Virginians will save money on their groceries but spend more on cigarettes when two tax changes take effect today.

The sales tax on food will decrease from 4 cents per dollar to 2.5 cents per dollar.

According to the Virginia Department of Taxation, the food tax cut will save a family of four with an income of $60,000 about $83 a year. A family of four with an income of $100,000 will save about $105 a year.

The cigarette tax will increase from 20 cents to 30 cents per pack, costing a pack-a-day smoker $36.50 more per year than last year.

The cigarette tax increase was part of a $1.38 billion tax-reform package passed by the legislature last year to avoid government shutdown and preserve the state’s prized AAA bond rating. The package also increased the sales tax and the tax on real estate transactions and imposed an excise tax on other tobacco products.

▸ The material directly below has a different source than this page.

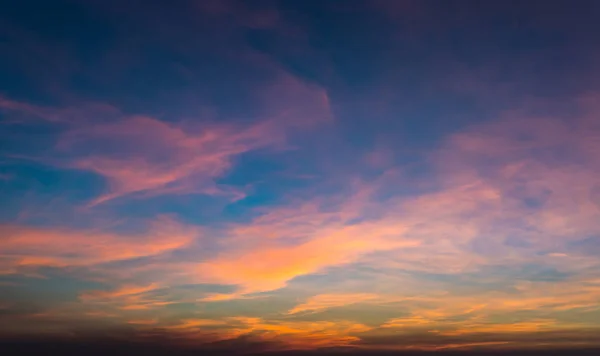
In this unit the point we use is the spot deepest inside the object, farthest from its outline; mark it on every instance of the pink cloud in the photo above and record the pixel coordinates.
(23, 246)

Revenue from the cigarette tax will provide health care for children from low-income families and elderly and disabled Virginians.

“Tax reform was really that,” said Ellen Qualls, a spokeswoman for Gov. Mark Warner. “It wasn’t just the sales and cigarette tax increase. There really were tax cuts to make the system more fair, meet our core commitments and preserve our fiscal integrity.”

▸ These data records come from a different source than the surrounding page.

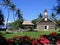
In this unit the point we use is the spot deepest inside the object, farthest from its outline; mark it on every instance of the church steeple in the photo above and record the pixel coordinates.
(45, 14)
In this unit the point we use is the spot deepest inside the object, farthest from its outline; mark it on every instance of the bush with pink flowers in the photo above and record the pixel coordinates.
(53, 38)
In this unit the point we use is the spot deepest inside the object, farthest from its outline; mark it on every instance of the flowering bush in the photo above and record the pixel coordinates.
(53, 38)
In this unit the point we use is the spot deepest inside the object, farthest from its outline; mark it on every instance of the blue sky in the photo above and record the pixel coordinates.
(31, 8)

The food tax originally was scheduled to be reduced in half-cent increments over three years. An unexpected budget surplus prompted Mr. Warner, a Democrat, and the legislature to expedite the cut. It does not apply to food bought in restaurants.

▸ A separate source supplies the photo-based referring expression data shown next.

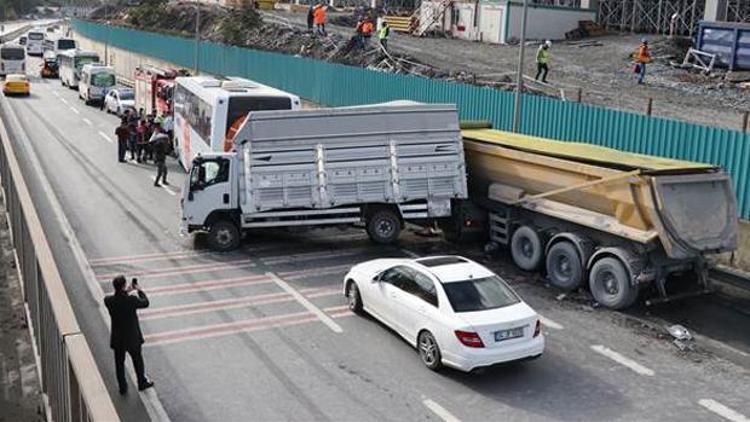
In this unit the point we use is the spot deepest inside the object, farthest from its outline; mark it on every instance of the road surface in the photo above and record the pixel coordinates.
(226, 341)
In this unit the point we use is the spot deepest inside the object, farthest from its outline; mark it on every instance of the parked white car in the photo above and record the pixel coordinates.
(118, 100)
(454, 311)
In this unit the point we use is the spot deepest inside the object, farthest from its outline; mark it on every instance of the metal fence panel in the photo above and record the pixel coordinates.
(338, 85)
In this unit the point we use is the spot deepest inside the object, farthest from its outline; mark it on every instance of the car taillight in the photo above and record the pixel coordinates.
(469, 339)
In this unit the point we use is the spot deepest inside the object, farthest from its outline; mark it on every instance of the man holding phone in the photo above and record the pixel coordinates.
(126, 333)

“Reducing the tax on food will help all Virginians, but it will provide the greatest benefit to working Virginians because they spend a larger proportion of their income on food,” Virginia Tax Commissioner Kenneth W. Thorson said.

The legislature eliminated the sales tax on nonprescription drugs several years ago. The tax on other items, including nonfood items at the grocery store, remains a nickel on the dollar. That means a shopper buying a loaf of bread, a bottle of aspirin and a roll of paper towels is taxed at three separate rates for each item.

When Virginians file their state income taxes next year, they will see many of the tax cuts passed last year.

The tax-reform package raised the personal and dependent exemption from $800 to $900, raised the standard deduction for married taxpayers filing jointly from $5,000 to $6,000, and the standard deduction for married taxpayers filing separately from $2,500 to $3,000.

It also removed about 142,000 taxpayers from the tax rolls by raising the filing threshold.

This article is based in part on wire service reports.